During this time, a Commonwealth army commanded by General Robert Lilburne was in pursuit of Glencairn and found their way to Tullich. When the Commonwealth troops approached, Ewen sent a warning to Glencairn and prepared to defend the pass. The fighting started shortly thereafter and the Cameron clansmen stopped the Commonwealth advance, fending off several attacks. As the battle continued, Lilburne's troops also attempted to flank the Royalists but failed.

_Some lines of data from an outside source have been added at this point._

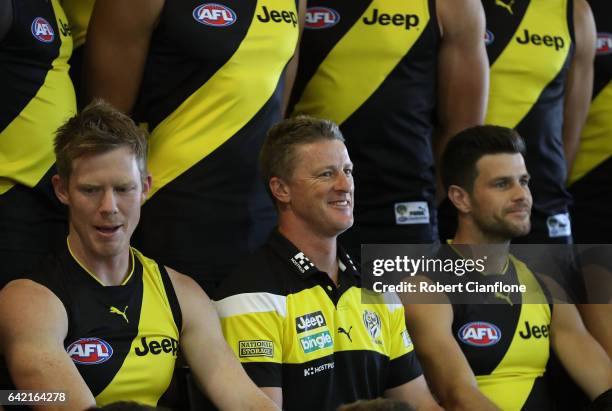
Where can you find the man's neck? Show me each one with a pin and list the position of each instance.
(321, 250)
(108, 271)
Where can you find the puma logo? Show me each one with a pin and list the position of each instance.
(117, 311)
(347, 333)
(504, 297)
(507, 6)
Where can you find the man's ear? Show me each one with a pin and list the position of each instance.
(146, 188)
(61, 188)
(280, 190)
(460, 199)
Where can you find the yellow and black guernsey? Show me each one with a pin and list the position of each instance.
(591, 177)
(530, 46)
(37, 97)
(123, 339)
(371, 66)
(291, 327)
(505, 337)
(211, 89)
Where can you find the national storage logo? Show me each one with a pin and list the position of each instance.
(316, 342)
(309, 322)
(255, 348)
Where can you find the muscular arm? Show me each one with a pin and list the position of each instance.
(579, 84)
(291, 69)
(33, 325)
(583, 358)
(446, 368)
(116, 50)
(210, 359)
(463, 70)
(6, 17)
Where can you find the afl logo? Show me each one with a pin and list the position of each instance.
(42, 30)
(604, 43)
(212, 14)
(479, 334)
(90, 351)
(489, 38)
(321, 18)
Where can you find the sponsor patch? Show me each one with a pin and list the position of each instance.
(309, 322)
(415, 212)
(42, 30)
(255, 348)
(89, 351)
(302, 262)
(559, 225)
(604, 44)
(321, 18)
(489, 37)
(372, 322)
(316, 342)
(213, 14)
(479, 334)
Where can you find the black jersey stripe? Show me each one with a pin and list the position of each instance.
(316, 44)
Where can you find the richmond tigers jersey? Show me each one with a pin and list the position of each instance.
(123, 339)
(291, 327)
(371, 66)
(37, 94)
(211, 89)
(529, 44)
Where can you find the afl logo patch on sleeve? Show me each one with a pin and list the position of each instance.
(216, 15)
(321, 18)
(42, 30)
(90, 351)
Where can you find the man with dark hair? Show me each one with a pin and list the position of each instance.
(98, 319)
(485, 175)
(293, 312)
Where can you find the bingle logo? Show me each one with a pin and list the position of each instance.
(479, 334)
(42, 30)
(216, 15)
(604, 44)
(321, 18)
(489, 38)
(90, 351)
(309, 322)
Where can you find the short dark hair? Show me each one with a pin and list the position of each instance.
(465, 149)
(277, 156)
(97, 129)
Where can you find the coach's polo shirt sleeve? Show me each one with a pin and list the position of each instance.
(252, 324)
(404, 365)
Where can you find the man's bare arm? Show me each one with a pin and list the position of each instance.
(117, 45)
(447, 371)
(463, 70)
(33, 325)
(210, 359)
(589, 366)
(579, 84)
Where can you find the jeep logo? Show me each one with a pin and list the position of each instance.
(384, 19)
(537, 40)
(309, 322)
(155, 347)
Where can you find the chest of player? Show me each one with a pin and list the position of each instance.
(213, 31)
(37, 32)
(317, 328)
(499, 338)
(116, 341)
(534, 34)
(382, 29)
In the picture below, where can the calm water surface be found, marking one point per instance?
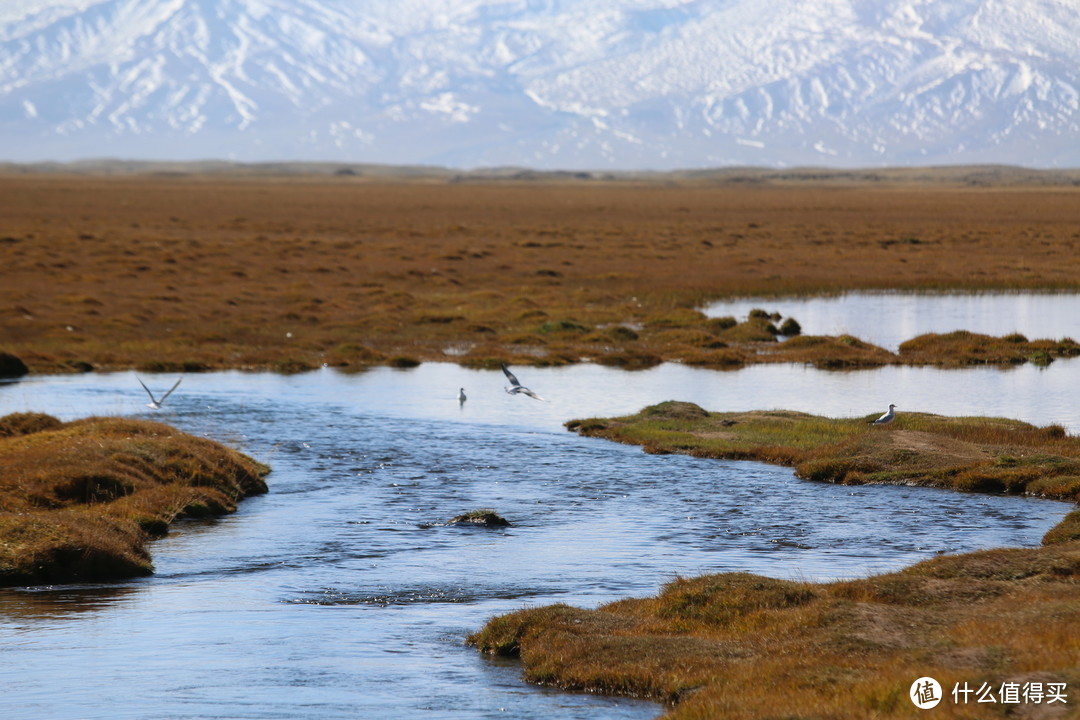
(889, 318)
(340, 595)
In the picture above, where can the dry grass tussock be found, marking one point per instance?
(79, 500)
(988, 454)
(189, 273)
(742, 646)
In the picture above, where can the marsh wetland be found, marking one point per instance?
(345, 591)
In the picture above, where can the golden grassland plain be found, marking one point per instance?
(178, 271)
(742, 646)
(185, 272)
(79, 500)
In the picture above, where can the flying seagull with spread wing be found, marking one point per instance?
(888, 417)
(154, 403)
(517, 388)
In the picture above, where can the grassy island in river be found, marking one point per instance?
(743, 646)
(79, 500)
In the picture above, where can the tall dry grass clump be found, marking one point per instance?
(79, 500)
(746, 647)
(985, 454)
(740, 646)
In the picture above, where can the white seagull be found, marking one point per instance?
(518, 388)
(888, 417)
(154, 403)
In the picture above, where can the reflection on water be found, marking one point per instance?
(889, 318)
(340, 594)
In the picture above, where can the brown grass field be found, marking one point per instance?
(739, 646)
(175, 271)
(180, 271)
(79, 500)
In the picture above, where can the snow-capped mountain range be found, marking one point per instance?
(544, 83)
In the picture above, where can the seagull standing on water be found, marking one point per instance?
(154, 403)
(888, 417)
(517, 388)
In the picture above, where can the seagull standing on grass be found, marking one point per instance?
(517, 388)
(154, 403)
(888, 417)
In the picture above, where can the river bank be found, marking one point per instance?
(744, 646)
(79, 500)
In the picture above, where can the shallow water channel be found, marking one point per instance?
(339, 595)
(889, 318)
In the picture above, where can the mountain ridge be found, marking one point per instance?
(615, 84)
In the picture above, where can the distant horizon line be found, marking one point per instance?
(960, 172)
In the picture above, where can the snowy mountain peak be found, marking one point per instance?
(547, 83)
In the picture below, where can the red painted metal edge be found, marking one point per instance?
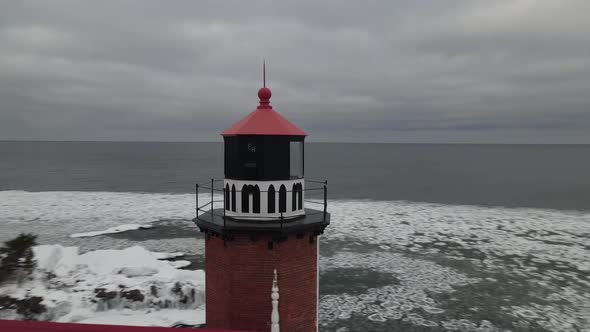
(25, 326)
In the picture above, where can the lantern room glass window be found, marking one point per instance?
(296, 159)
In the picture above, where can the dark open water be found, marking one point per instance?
(423, 237)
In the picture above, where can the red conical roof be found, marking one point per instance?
(264, 121)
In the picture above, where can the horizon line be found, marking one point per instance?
(312, 142)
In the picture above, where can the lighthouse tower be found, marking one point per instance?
(261, 240)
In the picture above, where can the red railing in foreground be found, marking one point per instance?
(25, 326)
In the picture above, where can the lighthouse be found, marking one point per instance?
(262, 225)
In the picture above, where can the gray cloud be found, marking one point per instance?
(392, 71)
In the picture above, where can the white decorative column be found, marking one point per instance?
(274, 317)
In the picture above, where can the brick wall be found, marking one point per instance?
(239, 280)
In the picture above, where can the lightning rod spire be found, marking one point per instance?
(264, 73)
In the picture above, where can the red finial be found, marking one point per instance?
(264, 73)
(264, 93)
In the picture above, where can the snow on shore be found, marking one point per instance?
(113, 230)
(132, 286)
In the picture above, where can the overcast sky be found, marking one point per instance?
(501, 71)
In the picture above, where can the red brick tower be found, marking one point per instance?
(262, 226)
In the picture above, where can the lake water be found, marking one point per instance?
(423, 237)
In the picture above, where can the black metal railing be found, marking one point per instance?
(210, 187)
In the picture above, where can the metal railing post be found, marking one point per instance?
(325, 198)
(211, 195)
(197, 200)
(224, 206)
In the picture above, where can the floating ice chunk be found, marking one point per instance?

After many hours of fighting and having inflicted heavy losses on the Commonwealth troops, Ewen was ordered to retreat, leaving the pass open. The Commonwealth army, however, were depleted and unable to continue their offensive in the harsh terrain. As the Commonwealth troops fell back and attempted to return to Inverness, the Royalists went on the offensive, taking advantage of the situation to pursue and harass them for several miles.

==Aftermath==

Ewen returned in triumph to report back to Glencairn and was hailed as "The Deliverer of the Highland Army." Later, Ewen received a letter of praise for his courage in battle from Charles II. Ian Mitchell's book On the Trail of Queen Victoria in the Highland is dedicated "to the Unknown Soldiers of Cromwell's Republic who fell in the Battle of Tullich near Ballater in 1654, overcoming bands of Royalist bandits under Locheil. Will we see their like again?"